Photophoresis as a source of hot minerals in comets

Mousis, O.; Petit, J.-M.; Wurm, G.; Krauss, O.; Alibert, Y. and Horner, J. (2007). Photophoresis as a source of hot minerals in comets. Astronomy & Astrophysics, 466(2) L9-L12.

DOI: https://doi.org/10.1051/0004-6361:20077170

Abstract

A time-dependent model of the solar nebula is used to describe the outward transport of hot mineral aggregates from locations in the warm inner regions of the nebula under the influence of photophoresis. We show that there is a direct dependence between the size of the gap initially assumed to exist in the inner solar nebula and the heliocentric distance to which the aggregates are likely to drift. We demonstrate that, despite a significant contribution to the opacity of the disk resulting from Rayleigh scattering by hydrogen, photophoresis can be considered as a transport mechanism leading to the presence of hot minerals in comets.
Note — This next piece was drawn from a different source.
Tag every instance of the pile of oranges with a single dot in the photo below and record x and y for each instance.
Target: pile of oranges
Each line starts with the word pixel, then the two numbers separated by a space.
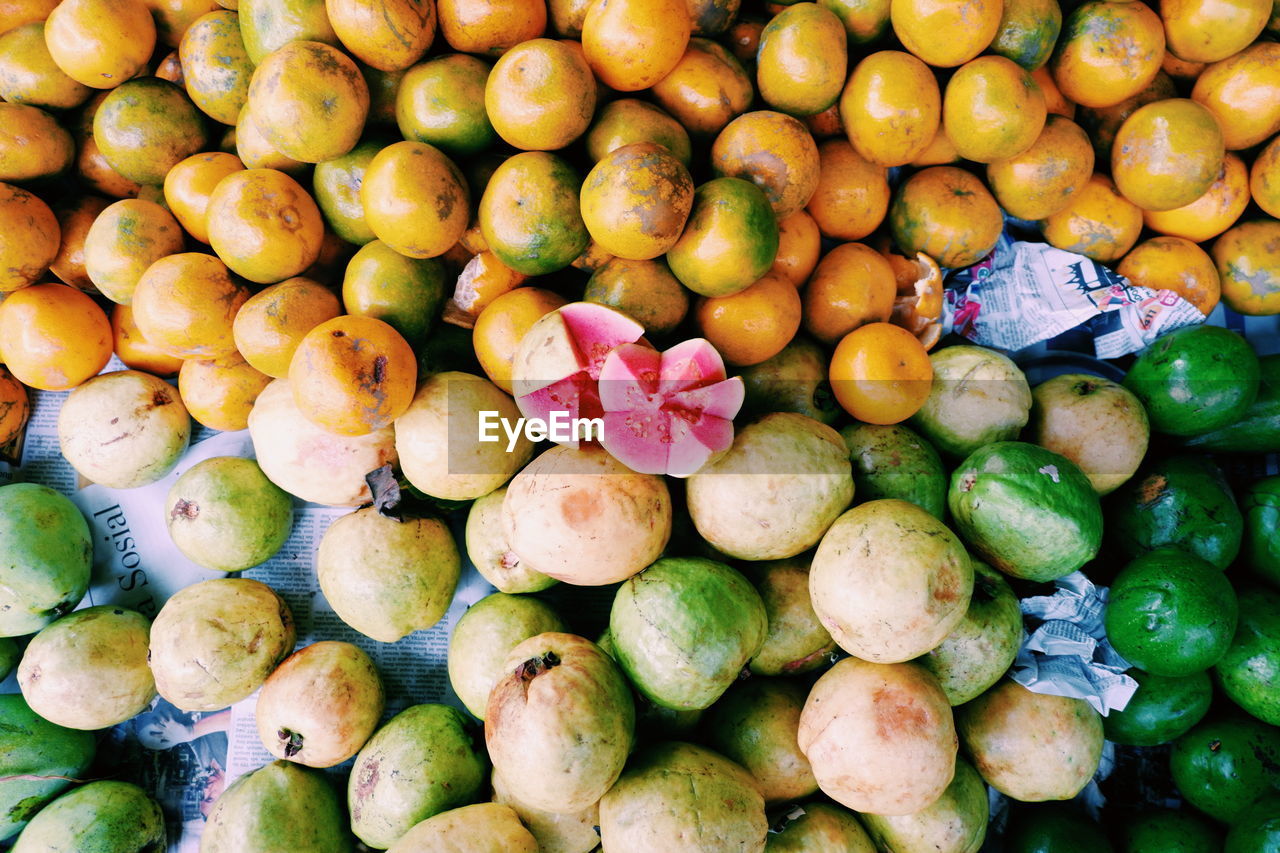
pixel 247 190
This mechanism can lead to an influx of hot minerals in the formation regions of the main cometary reservoirs, implying a potential "dust-loading" of bodies from these populations. This scenario is compatible with the detection of crystalline silicates in a growing number of comets and also with the recent identification of CAIs in the samples returned from Comet 81P/Wild 2 by the Stardust mission. Finally, we find that this mechanism is consistent with the compositional diversity observed in small bodies of the outer solar system, in contrast to other proposed processes which invoke an efficient turbulent mixing within the primordial nebula.